When this speech recognition interface receives a voice signal, and, produce a speech recognition result after the identification according to this voice signal that is received;

Via this output intermediary message protocol conversion is to have most speech unit and most the signals that time speech unit is formed, and is sent to this language processing unit, and obtains a meaning of one's words signal after analyzing;

And

After passing this dialogue management unit back, produce a meaning of one's words information corresponding to this voice signal.

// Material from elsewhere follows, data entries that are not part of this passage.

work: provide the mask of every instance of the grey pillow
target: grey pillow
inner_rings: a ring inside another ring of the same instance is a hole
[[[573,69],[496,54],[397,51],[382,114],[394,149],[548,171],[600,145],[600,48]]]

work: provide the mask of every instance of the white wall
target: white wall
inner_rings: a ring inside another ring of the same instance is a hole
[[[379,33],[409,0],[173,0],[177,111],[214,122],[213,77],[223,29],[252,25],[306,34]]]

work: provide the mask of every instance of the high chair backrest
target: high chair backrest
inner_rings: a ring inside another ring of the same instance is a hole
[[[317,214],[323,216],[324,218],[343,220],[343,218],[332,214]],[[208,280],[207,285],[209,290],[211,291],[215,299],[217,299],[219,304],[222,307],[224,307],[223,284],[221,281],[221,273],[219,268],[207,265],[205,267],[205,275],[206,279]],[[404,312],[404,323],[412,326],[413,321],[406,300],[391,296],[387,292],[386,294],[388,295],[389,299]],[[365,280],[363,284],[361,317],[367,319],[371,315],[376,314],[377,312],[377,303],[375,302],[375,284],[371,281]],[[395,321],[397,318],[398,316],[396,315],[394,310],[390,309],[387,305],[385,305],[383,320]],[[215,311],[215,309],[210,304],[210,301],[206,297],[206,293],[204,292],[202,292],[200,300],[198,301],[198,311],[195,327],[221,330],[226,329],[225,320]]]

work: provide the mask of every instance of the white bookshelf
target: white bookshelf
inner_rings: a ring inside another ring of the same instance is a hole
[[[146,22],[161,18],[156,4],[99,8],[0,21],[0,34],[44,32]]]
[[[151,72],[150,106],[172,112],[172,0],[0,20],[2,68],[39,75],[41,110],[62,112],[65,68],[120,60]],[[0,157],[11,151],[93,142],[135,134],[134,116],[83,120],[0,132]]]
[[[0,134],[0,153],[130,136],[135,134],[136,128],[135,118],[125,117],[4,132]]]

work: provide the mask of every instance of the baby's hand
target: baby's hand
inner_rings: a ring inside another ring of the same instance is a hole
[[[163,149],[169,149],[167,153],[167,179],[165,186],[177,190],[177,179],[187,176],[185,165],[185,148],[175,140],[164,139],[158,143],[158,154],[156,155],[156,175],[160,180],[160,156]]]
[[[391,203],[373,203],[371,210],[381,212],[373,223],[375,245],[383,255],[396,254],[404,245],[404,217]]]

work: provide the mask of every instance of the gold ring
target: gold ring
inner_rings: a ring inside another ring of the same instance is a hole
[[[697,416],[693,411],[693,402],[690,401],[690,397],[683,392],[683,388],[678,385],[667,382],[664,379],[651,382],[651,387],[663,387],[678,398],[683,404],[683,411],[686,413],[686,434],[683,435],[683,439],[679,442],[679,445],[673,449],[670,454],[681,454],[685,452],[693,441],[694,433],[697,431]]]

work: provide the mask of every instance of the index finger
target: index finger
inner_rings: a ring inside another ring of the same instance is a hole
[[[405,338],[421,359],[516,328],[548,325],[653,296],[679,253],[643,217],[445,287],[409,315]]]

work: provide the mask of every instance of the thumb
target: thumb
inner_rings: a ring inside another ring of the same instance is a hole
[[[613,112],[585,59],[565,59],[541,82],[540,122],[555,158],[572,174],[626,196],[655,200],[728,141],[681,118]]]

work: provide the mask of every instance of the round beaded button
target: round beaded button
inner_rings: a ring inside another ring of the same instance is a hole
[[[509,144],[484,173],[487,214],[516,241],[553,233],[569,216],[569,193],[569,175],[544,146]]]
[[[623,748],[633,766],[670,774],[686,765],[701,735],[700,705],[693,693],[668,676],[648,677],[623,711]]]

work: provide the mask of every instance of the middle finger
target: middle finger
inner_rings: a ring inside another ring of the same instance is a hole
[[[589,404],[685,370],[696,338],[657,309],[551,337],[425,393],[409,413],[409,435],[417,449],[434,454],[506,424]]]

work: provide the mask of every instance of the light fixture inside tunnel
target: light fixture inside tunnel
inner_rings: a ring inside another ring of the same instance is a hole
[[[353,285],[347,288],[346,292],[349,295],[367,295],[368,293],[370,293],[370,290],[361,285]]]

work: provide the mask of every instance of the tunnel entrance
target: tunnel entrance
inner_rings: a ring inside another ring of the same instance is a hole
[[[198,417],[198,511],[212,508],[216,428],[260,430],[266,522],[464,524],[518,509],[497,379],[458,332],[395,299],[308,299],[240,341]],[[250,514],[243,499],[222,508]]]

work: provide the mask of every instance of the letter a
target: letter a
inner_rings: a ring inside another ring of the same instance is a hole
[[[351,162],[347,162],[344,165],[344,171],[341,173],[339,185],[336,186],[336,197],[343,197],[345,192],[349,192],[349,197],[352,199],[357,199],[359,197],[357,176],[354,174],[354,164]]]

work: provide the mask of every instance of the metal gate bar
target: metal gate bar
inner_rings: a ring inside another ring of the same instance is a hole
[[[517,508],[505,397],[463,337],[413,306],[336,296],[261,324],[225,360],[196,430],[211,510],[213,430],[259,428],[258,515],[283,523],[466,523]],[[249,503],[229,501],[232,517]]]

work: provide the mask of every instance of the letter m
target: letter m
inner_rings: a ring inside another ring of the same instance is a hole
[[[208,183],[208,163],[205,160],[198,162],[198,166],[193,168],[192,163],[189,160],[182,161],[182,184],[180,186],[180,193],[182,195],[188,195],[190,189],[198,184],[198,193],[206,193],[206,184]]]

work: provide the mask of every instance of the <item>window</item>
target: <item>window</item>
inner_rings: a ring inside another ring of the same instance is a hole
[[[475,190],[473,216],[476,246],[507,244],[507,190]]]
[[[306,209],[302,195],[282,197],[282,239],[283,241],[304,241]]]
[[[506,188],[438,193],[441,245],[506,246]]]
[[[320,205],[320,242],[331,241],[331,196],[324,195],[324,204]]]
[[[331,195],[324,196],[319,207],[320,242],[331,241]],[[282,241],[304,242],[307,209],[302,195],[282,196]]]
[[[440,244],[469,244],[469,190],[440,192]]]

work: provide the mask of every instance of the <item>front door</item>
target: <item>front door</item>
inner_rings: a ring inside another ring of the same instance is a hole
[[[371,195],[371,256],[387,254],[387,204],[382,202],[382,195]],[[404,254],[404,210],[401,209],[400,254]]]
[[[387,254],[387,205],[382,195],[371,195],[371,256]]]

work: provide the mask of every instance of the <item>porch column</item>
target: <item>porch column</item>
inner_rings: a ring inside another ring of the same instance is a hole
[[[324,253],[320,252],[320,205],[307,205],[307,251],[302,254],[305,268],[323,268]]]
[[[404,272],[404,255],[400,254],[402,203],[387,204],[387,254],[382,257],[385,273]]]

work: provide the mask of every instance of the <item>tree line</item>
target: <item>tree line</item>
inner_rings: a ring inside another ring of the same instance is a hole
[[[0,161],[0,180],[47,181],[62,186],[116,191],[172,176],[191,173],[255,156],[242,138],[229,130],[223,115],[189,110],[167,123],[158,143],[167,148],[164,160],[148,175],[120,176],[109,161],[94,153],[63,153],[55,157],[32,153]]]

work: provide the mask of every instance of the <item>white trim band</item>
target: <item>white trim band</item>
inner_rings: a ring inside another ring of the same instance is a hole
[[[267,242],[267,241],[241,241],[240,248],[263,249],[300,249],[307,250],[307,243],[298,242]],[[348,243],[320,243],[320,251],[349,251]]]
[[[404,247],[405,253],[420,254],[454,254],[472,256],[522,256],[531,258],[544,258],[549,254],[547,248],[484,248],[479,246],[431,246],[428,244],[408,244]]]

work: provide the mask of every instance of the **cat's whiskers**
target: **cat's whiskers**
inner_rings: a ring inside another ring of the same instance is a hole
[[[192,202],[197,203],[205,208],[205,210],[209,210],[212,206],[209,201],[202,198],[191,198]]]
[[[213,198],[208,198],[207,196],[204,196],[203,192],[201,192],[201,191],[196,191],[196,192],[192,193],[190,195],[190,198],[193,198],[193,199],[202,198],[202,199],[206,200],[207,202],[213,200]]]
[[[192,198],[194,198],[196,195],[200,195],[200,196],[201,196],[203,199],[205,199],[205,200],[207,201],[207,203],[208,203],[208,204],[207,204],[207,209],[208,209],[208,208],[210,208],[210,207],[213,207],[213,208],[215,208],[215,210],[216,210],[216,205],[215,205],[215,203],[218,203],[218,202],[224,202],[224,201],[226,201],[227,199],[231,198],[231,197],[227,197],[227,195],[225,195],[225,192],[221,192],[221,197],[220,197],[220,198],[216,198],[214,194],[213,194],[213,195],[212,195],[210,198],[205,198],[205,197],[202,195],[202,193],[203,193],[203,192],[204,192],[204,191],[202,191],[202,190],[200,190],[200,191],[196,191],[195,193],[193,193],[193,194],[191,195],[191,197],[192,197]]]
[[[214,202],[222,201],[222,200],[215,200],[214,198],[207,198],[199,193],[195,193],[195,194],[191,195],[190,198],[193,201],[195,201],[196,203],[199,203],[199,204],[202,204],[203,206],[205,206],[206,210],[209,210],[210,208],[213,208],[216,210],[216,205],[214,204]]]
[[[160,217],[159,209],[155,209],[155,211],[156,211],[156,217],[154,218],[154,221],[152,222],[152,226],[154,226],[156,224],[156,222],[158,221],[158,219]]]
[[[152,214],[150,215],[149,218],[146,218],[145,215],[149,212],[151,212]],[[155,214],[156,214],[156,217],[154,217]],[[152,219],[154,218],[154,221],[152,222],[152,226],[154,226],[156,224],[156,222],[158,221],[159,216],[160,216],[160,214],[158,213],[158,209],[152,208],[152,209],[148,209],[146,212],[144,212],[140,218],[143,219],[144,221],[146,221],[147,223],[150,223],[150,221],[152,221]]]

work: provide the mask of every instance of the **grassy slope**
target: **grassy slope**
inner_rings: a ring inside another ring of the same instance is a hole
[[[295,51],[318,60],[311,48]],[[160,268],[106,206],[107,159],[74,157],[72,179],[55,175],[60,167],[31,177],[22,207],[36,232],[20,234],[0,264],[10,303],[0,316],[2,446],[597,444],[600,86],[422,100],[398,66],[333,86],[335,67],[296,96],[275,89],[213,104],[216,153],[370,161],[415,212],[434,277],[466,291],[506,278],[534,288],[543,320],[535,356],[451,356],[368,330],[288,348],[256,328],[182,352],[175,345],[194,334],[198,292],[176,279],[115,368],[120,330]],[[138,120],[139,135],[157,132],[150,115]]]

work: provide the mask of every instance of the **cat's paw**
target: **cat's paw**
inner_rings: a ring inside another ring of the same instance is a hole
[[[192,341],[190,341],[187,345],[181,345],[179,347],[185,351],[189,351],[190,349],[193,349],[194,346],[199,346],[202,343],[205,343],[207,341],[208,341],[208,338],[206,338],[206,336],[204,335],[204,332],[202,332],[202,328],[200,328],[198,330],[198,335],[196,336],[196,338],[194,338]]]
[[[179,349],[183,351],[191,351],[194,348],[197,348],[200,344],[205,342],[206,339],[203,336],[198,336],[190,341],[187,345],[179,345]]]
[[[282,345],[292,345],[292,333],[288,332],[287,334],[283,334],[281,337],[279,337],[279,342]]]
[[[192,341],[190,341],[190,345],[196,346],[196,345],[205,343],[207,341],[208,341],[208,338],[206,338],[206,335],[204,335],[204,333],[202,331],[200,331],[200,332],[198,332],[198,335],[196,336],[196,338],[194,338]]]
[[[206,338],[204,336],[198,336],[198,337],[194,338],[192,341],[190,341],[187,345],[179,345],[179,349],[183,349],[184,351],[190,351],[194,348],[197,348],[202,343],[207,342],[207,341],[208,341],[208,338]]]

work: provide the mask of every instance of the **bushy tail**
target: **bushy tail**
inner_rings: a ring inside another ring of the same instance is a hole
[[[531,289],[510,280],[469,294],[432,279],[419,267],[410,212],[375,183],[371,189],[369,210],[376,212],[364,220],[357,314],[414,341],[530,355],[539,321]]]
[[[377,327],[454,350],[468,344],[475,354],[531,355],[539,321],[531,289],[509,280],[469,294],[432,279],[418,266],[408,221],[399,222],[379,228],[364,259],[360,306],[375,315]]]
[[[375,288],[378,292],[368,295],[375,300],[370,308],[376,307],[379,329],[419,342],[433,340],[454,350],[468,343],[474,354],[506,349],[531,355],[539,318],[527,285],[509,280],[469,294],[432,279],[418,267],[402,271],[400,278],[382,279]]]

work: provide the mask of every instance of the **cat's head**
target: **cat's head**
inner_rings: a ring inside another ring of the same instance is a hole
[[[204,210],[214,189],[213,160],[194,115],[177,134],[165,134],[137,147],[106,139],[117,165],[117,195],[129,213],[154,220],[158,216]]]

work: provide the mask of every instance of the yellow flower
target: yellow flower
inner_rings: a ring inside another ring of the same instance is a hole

25. the method for output intermediary message according to claim 24 is characterized in that wherein via this output intermediary message protocol conversion being to have the sequence that the signal those speech unit and those times speech unit formed is made up of those speech unit and time speech unit.

26. the method for output intermediary message according to claim 25 is characterized in that wherein via this output intermediary message protocol conversion being to have the netted lattice that the signal those speech unit and those times speech unit formed is made up of those speech unit and time speech unit.